The F3 Ranger on the guard shows what it was. A 3 speed. The rear wheel, crank, sprocket, forks are not correct. They made many different models using the F series frames. Cool Score!


----------



## Siestabikes (Feb 26, 2020)

I spent the afternoon fixing and changing things. i robbed the 26" fork from a junk bike because it's a close color, put on a 40t  ring, drilled and tapped the chainring holes, changed the headset cups, and added a tall sissy bar and brake. i dont have chrome wheels yet but it would be nice to keep it a 3 speed but a 5 speed wheel is easier to come by


----------



## Siestabikes (Mar 5, 2020)

For those with skinny tubed frames like my red Ranger above, what cable clamps are you using. i have the small traditional black plastic male/female press fit on hand but would like something that clamps or screws together


----------



## Jaxon (Mar 5, 2020)

Search on Ebay  NOS Huffy Rail Slingshot Muscle Bike Bicycle Brake Shift CABLE CLIPS Clamps  They should work.


----------



## Siestabikes (Mar 6, 2020)

The finished product.
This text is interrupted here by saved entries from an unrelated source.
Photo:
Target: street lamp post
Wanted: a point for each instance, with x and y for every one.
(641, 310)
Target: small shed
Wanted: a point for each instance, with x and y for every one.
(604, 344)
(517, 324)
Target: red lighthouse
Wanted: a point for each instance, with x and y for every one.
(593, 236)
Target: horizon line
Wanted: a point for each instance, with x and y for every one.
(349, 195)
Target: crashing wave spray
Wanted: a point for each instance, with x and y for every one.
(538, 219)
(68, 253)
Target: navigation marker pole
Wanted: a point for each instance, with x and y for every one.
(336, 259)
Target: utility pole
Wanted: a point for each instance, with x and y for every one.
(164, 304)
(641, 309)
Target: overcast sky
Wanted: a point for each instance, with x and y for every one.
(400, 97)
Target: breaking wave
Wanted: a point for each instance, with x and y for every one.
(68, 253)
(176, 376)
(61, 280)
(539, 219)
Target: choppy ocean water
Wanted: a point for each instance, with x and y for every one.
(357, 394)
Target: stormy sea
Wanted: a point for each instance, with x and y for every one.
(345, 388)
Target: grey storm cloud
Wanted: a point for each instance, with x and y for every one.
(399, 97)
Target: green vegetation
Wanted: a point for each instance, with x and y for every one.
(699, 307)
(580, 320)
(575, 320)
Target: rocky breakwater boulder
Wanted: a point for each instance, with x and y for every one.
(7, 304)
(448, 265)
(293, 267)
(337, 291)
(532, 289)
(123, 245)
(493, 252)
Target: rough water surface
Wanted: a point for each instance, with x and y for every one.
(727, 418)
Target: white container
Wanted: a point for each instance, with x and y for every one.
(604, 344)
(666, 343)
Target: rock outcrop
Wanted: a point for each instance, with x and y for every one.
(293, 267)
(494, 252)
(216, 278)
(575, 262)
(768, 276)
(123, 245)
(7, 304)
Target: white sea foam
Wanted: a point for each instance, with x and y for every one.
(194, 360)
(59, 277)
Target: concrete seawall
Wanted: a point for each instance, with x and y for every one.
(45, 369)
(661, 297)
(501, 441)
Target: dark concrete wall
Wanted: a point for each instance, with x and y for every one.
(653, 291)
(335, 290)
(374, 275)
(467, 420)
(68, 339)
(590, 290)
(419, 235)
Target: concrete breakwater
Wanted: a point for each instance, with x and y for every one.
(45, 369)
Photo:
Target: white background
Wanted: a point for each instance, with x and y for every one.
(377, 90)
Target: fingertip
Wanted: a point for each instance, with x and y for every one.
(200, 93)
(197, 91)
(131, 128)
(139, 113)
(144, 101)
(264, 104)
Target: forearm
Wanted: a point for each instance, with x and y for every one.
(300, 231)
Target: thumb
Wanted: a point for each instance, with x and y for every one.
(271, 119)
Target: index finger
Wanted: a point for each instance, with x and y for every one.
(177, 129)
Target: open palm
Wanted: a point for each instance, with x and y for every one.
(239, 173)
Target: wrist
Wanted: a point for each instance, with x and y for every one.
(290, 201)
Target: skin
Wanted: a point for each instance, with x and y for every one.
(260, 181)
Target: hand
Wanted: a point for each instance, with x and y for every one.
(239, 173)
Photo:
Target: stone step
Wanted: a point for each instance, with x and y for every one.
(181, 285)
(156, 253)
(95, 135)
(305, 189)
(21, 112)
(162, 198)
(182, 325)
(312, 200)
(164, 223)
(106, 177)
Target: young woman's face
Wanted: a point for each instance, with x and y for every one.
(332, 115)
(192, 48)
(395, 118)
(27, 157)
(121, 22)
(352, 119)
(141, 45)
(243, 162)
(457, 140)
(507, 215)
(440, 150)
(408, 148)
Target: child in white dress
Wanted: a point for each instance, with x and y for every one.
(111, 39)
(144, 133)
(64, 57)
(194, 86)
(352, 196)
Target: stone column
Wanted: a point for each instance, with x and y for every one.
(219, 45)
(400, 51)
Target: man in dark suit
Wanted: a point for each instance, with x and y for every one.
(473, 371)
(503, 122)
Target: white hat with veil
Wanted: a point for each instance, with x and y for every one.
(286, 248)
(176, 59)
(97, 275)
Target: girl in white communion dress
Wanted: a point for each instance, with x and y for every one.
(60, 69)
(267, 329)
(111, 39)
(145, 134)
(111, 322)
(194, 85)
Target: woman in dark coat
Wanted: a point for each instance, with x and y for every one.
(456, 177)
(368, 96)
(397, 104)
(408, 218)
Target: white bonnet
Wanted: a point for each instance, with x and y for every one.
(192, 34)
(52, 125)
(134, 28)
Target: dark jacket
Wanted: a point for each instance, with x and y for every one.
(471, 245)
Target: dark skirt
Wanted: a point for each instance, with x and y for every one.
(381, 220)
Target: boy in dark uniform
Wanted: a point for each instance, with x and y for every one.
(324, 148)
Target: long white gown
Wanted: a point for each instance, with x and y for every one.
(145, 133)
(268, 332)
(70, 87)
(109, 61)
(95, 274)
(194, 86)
Rides well despite the longer fork and front brake/fender hack


----------



## j69rr (Mar 8, 2020)

Very nice, I always loved the 5 speeds. I like your custom brake on the fork. Is the chain wheel off a multi speed BMX bike?


----------



## Siestabikes (Mar 10, 2020)

thanks j69rr. the chain wheel was the biggest tooth count that would accept a multi speed chain i had. it was in my one piece crank pile so i dont know what it was off. i would have preferred full chrome coloring but the circular black seems to work. i went with a longer crank because the fork was taller and could get away with it


----------